Goldstein showed pictures of Blagojevich’s home “study,” where the defendant said he spent a lot of time on the phone with his staff.
“Rod, have you read all those books?” asked Goldstein.
“I’m under oath, right? No,” the governor said, adding that he’s read a lot of them.
Blagojevich was asked about a phone conversation, secretly taped by the FBI, that he had with his chief of staff John Harris, about the Senate appointment, which the ex-governor is accused of trying to trade for political or personal gain. In that call, Blagojevich said the Senate appointment would be made with an eye toward “good stuff for the people of Illinois, and good stuff for me.”
Blagojevich pointed out in testimony that "the people" came first in that calculation. He said all other ideas were measured against that, and that is why so many of them “went by the wayside.”

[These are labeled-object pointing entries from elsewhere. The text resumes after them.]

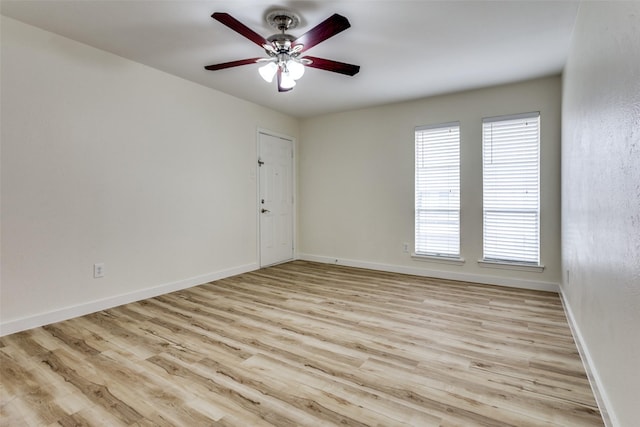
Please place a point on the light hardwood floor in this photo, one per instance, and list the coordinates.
(305, 344)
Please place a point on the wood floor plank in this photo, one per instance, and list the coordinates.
(305, 344)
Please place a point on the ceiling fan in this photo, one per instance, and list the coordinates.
(284, 52)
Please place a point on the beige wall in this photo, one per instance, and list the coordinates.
(601, 199)
(357, 178)
(106, 160)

It eventually became clear, Blagojevich said, that the best option would be to appoint Attorney General Lisa Madigan to the Senate in exchange for some expected legislative deal with her father, House Speaker Mike Madigan.
Blagojevich also testified that if he didn’t appoint Lisa Madigan to the Senate, he’d face backlash from the speaker. That could include, he said, worse “gridlock” in Springfield, impeachment and other threats from people described as the “Madigoons.”
“We never quite were allowed to finish” the Madigan deal, Blagojevich said, referring to his arrest on December 9, 2008.
At one point in his testimony, Blagojevich referred to “stars” in the transcript of a secretly recorded phone call. Zagel quickly sent the jury out of the room. Prosecutors noted that the jury has already been told that asterisks in the transcripts are a result of court-ordered redactions, and legal rules that don’t allow for the recording of irrelevant conversations.
Zagel, likewise, was not pleased
“What [Blagojevich] is doing is attempting to suggest by the back door that the government has deliberately eliminated favorable evidence,” Zagel said.
“This is not fair,” Zagel told the lawyers. “This is a repeated example of a defendant who wants to say certain things smuggling them in.”
Going further, Zagel accused the defense – both the lawyers and Blagojevich – of “perverting the orderly process of the trial.” He ordered Blagojevich to never again mention the asterisks.